Marcos Remeseiro

Personal information
- Full name: Marcos Remeseiro Conde
- Date of birth: 21 July 1992 (age 33)
- Place of birth: A Coruña, Spain
- Height: 1.80 m (5 ft 11 in)
- Position: Attacking midfielder

Team information
- Current team: Arosa

Youth career
- Ural
- 2009–2011: Racing Ferrol

Senior career*
- Years: Team / Apps / (Gls)
- 2010–2011: Racing Ferrol / 3 / (0)
- 2011: → Galicia Mugardos (loan)
- 2011–2013: Cerceda / 53 / (6)
- 2013–2015: Deportivo B / 62 / (24)
- 2014: Deportivo La Coruña / 0 / (0)
- 2015–2016: Somozas / 35 / (0)
- 2016–2017: Oviedo B / 33 / (11)
- 2017–2018: Boiro / 36 / (5)
- 2018–2019: Compostela / 33 / (2)
- 2019–2025: Bergantiños / 188 / (29)
- 2025–: Arosa / 4 / (0)

= Marcos Remeseiro =

Spanish footballer

Marcos Remeseiro Conde (born 21 July 1992) is a Spanish footballer who plays for Tercera Federación club Arosa as an attacking midfielder.

==Club career==
Born in A Coruña, Galicia, Remeseiro joined Racing de Ferrol's youth setup in January 2009, after starting it out at local Ural CF. He made his debuts as a senior in the 2009–10 campaign in Segunda División B, appearing in three matches as a substitute.

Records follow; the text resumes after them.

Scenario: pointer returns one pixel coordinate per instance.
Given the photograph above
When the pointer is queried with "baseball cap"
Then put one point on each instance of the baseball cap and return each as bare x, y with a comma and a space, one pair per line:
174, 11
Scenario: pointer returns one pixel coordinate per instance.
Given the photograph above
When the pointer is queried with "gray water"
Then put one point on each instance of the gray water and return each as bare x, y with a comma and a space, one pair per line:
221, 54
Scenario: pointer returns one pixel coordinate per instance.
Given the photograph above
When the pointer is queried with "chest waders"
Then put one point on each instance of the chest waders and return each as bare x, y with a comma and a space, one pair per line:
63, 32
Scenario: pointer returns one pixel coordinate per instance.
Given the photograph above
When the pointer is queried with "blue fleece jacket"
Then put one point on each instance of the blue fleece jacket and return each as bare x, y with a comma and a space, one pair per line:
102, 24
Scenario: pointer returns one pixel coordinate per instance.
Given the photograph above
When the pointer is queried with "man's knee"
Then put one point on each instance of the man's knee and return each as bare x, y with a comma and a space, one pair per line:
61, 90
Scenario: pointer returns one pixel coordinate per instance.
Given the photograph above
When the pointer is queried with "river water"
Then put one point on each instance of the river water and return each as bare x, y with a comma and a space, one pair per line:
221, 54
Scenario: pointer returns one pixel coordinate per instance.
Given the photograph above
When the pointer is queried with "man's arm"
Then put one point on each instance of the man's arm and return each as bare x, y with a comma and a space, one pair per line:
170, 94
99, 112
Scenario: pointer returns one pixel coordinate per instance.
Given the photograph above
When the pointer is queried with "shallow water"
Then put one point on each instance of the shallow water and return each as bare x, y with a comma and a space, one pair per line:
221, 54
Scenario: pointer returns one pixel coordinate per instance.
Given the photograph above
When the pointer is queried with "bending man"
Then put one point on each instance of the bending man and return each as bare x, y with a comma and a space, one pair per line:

On 19 April 2011 Remeseiro was loaned to SDC Galicia Mugardos, until June. Shortly after his return he rescinded his link, and joined Tercera División's CCD Cerceda.

On 19 July 2013 Remeseiro moved to Deportivo de La Coruña, also in the fourth level. He made his first team debut on 3 December of the following year, replacing Juan Carlos in the 67th minute of a 1–1 home draw against Málaga CF, for the season's Copa del Rey.